Una de las más rápidas fue la emanada directamente por el Palacio de La Moncloa. Fuentes autorizadas del Gobierno no tardaron en criticar las continuas filtraciones que acaban provocando un daño civil y moral irreparable: “Desde el Gobierno expresamos nuestra preocupación por la creciente frecuencia con que se producen filtraciones de información en el seno de causas judiciales en curso. Se trata de información que no guarda relación con el objeto de las investigaciones y que vulnera la privacidad y los derechos de las personas afectadas”. 

Estas voces, muy cercanas al propio Sánchez, incidían en la línea que el propio líder del Ejecutivo había apuntado ese mismo miércoles, durante su comparecencia a petición propia en el Congreso de los Diputados para dar explicaciones por los casos de corrupción que le acechan. Durante su discurso, el presidente hizo una cronología de cómo funciona el ciclo del lawfare: bulos publicados por medios regados con dinero público de la derecha, demandas de pseudoasociaciones como Manos Limpias, instrucciones eternas y una mediatización con la que inferir en el estado de ánimo de la ciudadanía y muerte civil de personas que ven pisoteado mediáticamente su derecho a la presunción de inocencia. 

Respuestas políticas que radiografiaban la gravedad de la información filtrada, sin la previa labor de expurgo judicial (retirar de la documentación que se remite a las partes todo aquello que no afecte directamente a la causa), que se multiplicaban al mismo tiempo que el eco de los tribunales empezaba a dar forma a una próxima batalla.
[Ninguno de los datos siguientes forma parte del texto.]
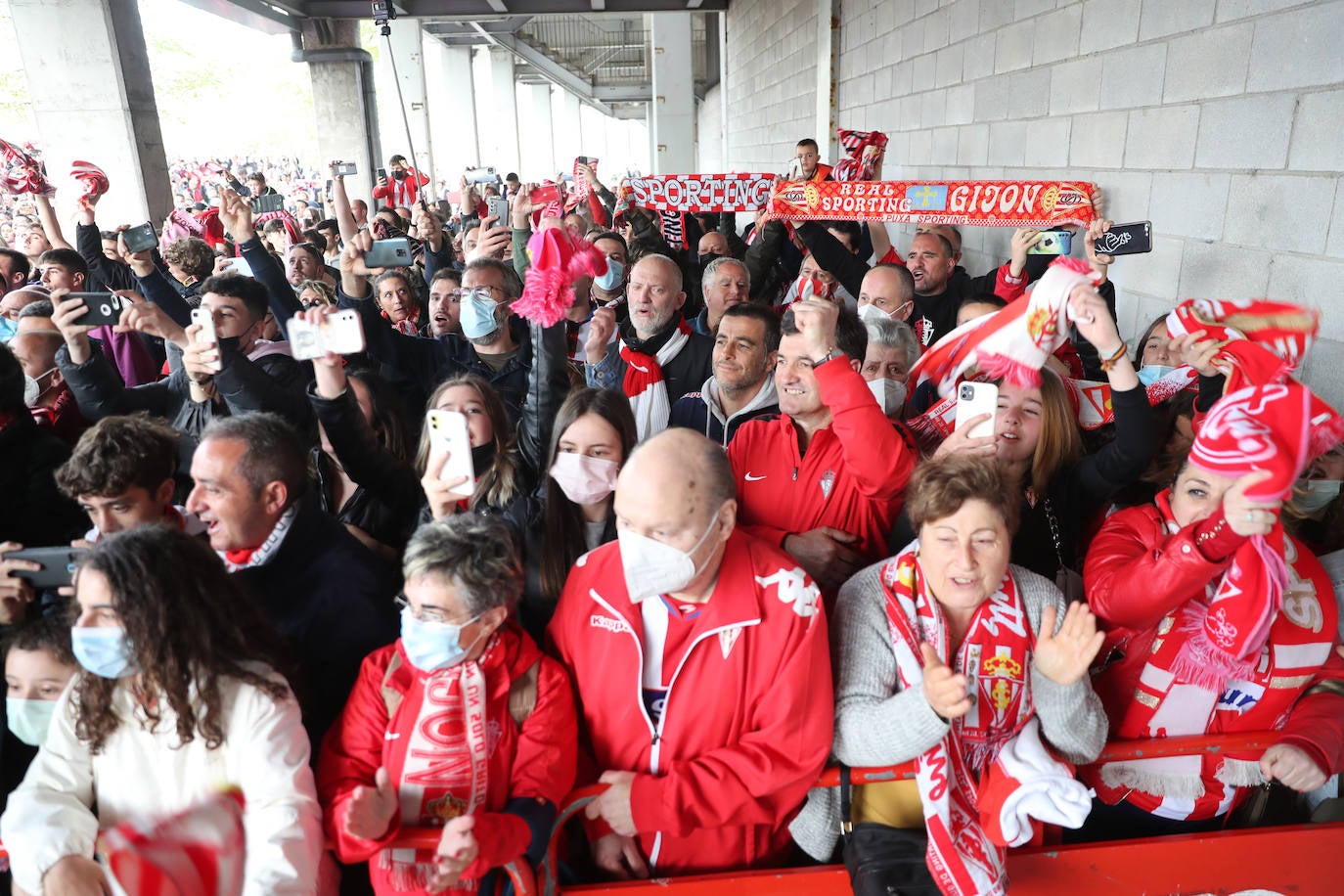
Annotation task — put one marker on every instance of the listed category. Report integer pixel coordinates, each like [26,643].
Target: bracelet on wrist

El primero en avisar era el propio Zapatero, a través de su defensa, anunciando que ya estudiaban emprender acciones legales por una filtración que, a su juicio, incide aún más en la desprotección de su presunción de inocencia. Minutos más tarde, el propio juez Calama, instructor de la causa, era quien emitía un auto anunciando que abriría una investigación para conocer los pormenores de la filtración de agendas, conversaciones y hasta citas médicas del expresidente.

¿Quién debe preservar el derecho a la intimidad? 

Después de que se haya filtrado toda la vida privada del expresidente Zapatero, y no solo las que tengan algún tipo de interés para la causa por la que se le investiga en la Audiencia Nacional, la pregunta es clara: ¿quién debe preservar el derecho a la intimidad? ¿A quién correspondía realizar el expurgo judicial? ¿De quién es responsabilidad que se hayan filtrado cuestiones de carácter íntimo como citas médicas, direcciones, números de teléfono, conversaciones familiares o fotografías del expresidente del Gobierno?. 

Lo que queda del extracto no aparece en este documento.